Here's the receipts nobody wanted to see: Since the iShares Bitcoin Trust ETF (IBIT) started trading in January 2024, Bitcoin has gained roughly 50%. That's about what the S&P 500 delivered over the same stretch—solid, but not exactly the generational wealth generator narrative that Bitcoin influencers were pitching.
Meanwhile, gold surged approximately 135%.
Yeah, you read that right. Gold basically showed up to the performance review and Bitcoin forgot to bring its resume.
McGlone noted that despite all the institutional adoption hype surrounding spot ETFs, Bitcoin's returns have been relatively muted. The funds flowing into Bitcoin ETFs provided short-term price support, sure. But McGlone sees this as potentially marking the top of a crypto cycle—the climax of broad appreciation, after which enthusiasm waned and capital rotated elsewhere. Gold, meanwhile, kept shining as a macroeconomic hedge while Bitcoin behaved more like a risk-on asset that lost the plot.

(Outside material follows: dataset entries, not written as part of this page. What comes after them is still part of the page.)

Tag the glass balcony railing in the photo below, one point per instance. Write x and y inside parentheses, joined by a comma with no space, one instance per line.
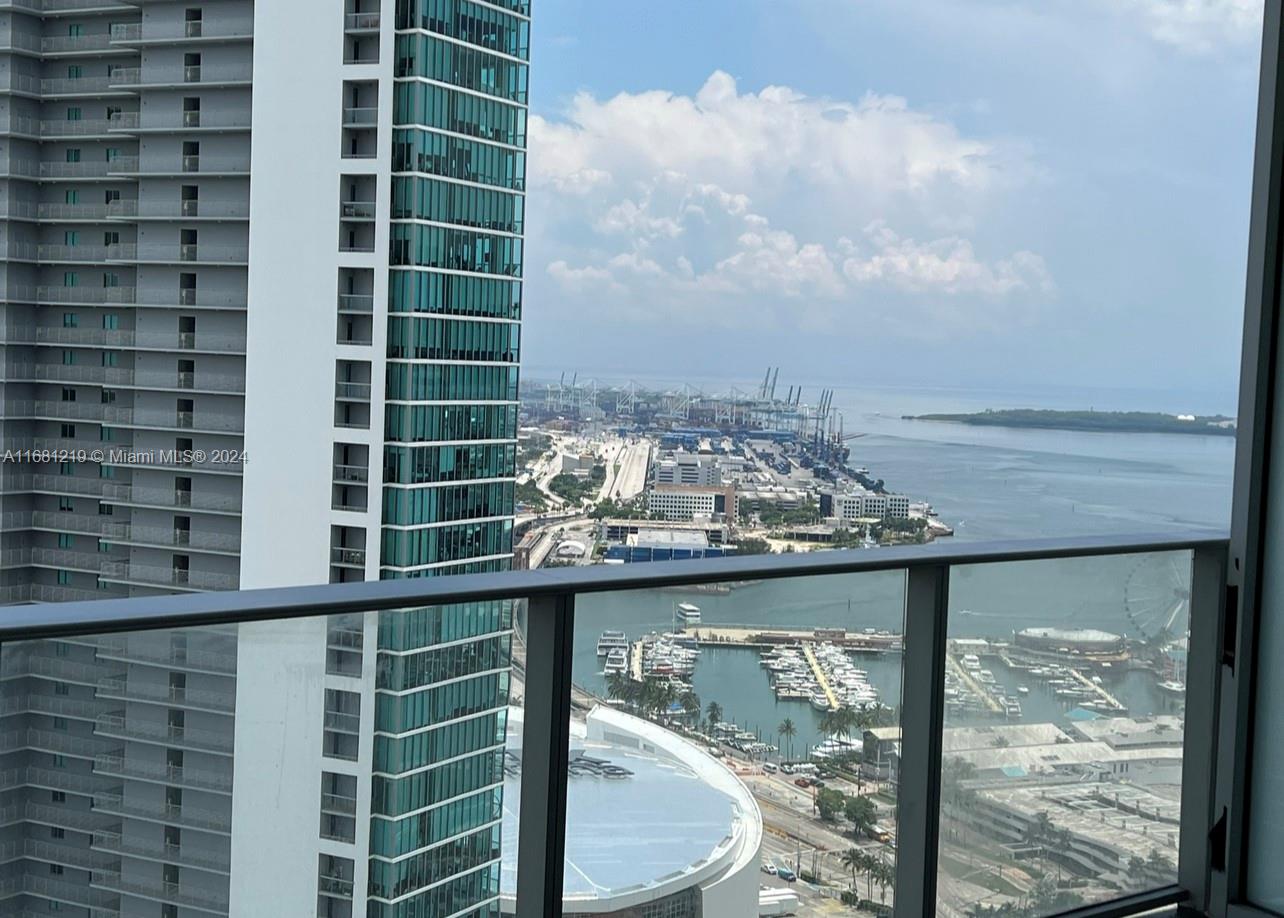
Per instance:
(1016,729)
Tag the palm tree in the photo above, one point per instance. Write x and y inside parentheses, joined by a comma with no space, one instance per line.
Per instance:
(854,859)
(884,876)
(714,711)
(1040,833)
(789,731)
(833,723)
(691,705)
(619,686)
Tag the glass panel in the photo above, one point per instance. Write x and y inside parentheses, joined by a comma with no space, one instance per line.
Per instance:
(1065,687)
(161,767)
(727,740)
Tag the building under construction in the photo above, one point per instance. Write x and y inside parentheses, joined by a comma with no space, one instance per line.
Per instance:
(772,411)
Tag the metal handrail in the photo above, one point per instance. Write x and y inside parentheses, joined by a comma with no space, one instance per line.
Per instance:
(23,623)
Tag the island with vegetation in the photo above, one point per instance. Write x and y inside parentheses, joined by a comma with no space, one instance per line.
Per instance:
(1102,421)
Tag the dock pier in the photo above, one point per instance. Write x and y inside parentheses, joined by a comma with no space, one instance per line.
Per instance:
(821,678)
(763,637)
(636,661)
(976,687)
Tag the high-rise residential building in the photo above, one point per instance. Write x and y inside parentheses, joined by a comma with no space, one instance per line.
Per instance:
(266,257)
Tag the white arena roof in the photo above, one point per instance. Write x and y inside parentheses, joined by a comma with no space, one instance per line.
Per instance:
(677,819)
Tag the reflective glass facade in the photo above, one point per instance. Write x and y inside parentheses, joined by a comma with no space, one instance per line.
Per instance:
(450,456)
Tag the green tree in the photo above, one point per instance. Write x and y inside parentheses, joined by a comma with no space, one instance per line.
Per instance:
(862,813)
(714,711)
(690,702)
(830,804)
(854,859)
(885,874)
(787,731)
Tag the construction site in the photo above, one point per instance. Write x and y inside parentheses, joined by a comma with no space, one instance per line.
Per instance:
(771,412)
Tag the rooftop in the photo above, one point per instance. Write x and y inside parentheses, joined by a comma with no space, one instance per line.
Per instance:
(677,819)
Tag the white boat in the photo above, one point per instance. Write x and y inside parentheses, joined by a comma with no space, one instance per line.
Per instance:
(688,614)
(611,641)
(833,746)
(616,661)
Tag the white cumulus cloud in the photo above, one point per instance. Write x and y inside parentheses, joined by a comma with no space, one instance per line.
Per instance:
(1199,26)
(729,206)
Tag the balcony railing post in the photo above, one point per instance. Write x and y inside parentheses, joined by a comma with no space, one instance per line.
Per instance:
(545,749)
(921,723)
(1198,765)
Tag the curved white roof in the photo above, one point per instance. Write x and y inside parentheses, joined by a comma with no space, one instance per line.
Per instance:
(678,819)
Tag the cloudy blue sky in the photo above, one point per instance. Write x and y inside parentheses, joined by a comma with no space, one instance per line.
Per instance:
(990,193)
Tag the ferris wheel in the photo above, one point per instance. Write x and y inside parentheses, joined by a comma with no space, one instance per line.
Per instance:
(1157,596)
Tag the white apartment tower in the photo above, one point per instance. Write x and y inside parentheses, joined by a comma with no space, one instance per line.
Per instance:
(261,326)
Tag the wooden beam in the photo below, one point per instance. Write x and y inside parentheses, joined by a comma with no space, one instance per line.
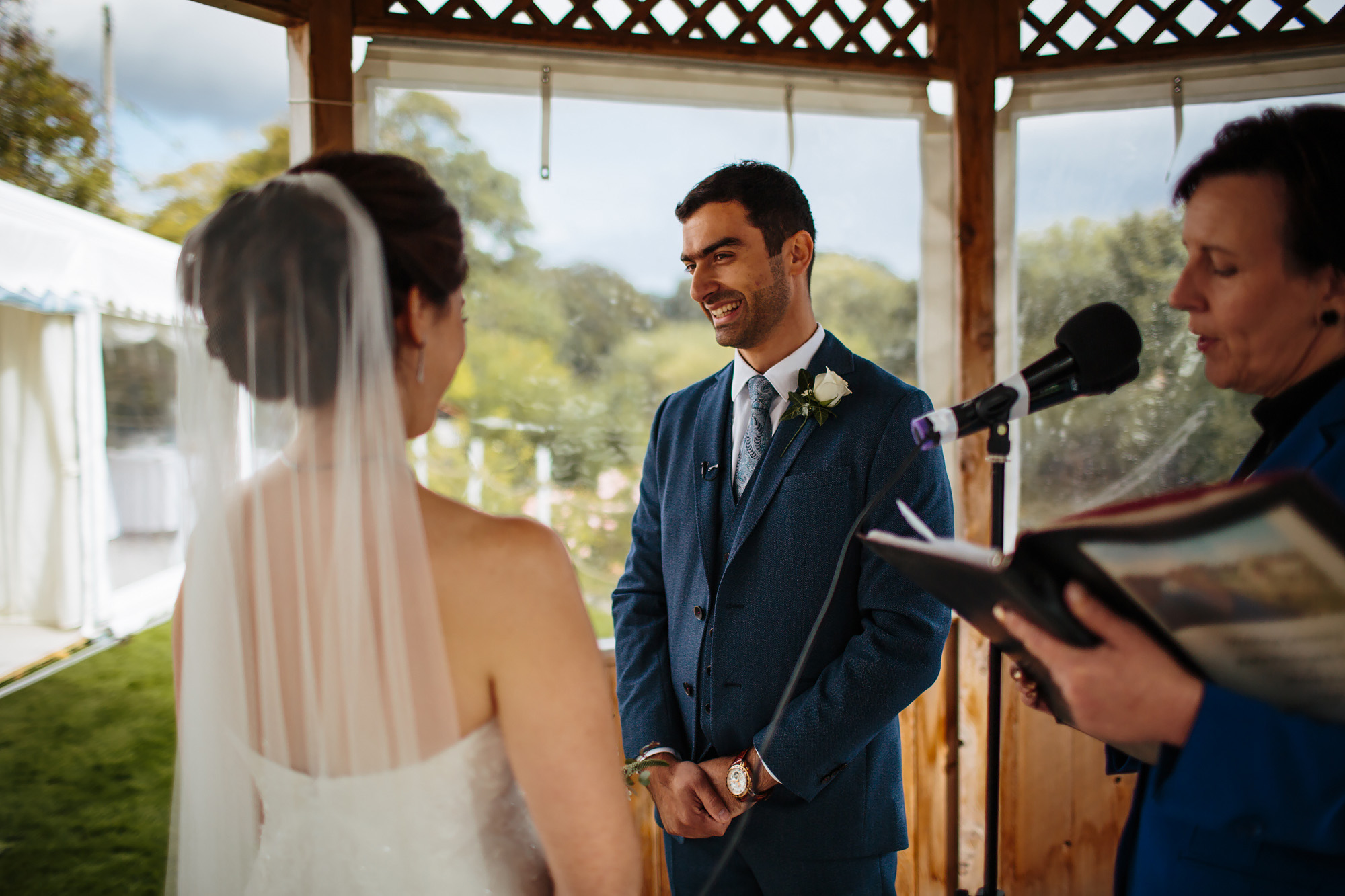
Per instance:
(1330,38)
(974,200)
(372,21)
(321,85)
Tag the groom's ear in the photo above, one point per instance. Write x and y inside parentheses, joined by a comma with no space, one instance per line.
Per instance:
(798,252)
(414,322)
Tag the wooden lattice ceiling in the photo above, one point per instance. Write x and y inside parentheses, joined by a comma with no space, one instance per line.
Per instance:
(880,36)
(1061,34)
(892,37)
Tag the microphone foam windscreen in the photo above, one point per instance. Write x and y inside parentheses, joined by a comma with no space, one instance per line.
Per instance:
(1105,343)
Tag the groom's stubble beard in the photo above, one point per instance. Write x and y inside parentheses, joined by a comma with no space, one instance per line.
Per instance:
(766,309)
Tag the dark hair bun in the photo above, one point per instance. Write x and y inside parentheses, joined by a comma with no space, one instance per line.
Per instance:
(272,284)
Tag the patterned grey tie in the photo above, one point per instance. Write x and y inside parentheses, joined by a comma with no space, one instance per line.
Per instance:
(761,393)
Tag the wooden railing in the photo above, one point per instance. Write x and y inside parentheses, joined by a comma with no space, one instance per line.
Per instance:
(930,783)
(1061,815)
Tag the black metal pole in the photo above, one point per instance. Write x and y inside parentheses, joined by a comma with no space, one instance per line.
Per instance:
(997,452)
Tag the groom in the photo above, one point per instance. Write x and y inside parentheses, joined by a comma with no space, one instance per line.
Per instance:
(740,521)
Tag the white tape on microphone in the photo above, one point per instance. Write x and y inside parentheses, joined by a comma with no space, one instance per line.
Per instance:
(945,423)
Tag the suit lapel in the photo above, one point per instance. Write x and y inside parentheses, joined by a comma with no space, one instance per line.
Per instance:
(1315,434)
(778,459)
(708,446)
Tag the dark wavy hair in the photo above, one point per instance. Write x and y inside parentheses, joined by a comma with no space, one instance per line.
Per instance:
(1303,147)
(774,201)
(284,349)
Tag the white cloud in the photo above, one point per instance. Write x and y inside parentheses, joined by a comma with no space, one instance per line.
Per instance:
(176,58)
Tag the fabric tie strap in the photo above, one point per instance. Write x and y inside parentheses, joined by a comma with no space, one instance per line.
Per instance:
(761,393)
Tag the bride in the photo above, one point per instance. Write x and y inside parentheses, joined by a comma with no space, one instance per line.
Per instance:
(380,690)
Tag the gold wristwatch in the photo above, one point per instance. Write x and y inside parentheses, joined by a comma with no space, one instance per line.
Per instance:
(739,779)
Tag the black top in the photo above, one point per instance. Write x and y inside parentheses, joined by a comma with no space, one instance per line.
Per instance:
(1280,415)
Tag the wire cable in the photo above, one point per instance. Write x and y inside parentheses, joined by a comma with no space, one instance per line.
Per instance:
(732,844)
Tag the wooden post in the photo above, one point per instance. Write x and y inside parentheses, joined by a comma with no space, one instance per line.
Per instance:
(321,85)
(966,41)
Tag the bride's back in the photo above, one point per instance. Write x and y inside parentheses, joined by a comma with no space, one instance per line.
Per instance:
(340,624)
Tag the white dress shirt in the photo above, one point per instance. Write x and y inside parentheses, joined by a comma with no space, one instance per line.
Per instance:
(785,377)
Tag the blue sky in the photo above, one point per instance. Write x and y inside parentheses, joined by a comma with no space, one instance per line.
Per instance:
(196,83)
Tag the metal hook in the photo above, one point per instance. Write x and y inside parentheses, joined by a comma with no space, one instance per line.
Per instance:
(547,123)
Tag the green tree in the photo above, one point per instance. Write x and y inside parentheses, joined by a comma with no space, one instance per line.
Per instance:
(1169,428)
(200,189)
(870,309)
(49,139)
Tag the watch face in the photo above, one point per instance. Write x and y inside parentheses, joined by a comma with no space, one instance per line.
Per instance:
(738,779)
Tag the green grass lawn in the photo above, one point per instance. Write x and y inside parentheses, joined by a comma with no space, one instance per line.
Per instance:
(87,775)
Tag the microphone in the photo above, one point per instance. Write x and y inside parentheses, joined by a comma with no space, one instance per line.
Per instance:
(1097,353)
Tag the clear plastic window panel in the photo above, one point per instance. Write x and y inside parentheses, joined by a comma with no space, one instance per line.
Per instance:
(1096,224)
(580,319)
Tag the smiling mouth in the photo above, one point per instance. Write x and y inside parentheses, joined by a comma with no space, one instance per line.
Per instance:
(726,310)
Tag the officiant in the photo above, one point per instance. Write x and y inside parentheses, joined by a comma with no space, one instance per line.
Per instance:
(751,482)
(1245,798)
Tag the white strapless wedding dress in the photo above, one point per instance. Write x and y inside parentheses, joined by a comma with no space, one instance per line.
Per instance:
(454,823)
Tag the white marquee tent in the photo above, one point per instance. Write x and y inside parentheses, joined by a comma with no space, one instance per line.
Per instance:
(68,279)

Amid this Bitcoin-versus-gold debate, BTC is holding around $71,251. It's down roughly 45% from its 2025 peak above $120,000—because why would anything in crypto be straightforward? That said, broader market optimism briefly pushed the top coin to $72,767 on April 7—the highest since March 18. Bitcoin notched more than 5% gains this month after recording its first green month following five consecutive months of losses.
Some bulls are predicting a rebound to $80,000. Analyst Fred Krueger suggested BTC could reclaim that level soon—soon being crypto's most flexible word. So far, though, Bitcoin failed to hold above $72,000, sliding to the current level like a degen who bought the top.
Daily trading volume dropped 29.6% to $35.6 billion, signaling cooling investor interest. For now, Bitcoin is consolidating—waiting for a catalyst to push it higher. Basically it's in crypto timeout, trying to figure out where it went wrong.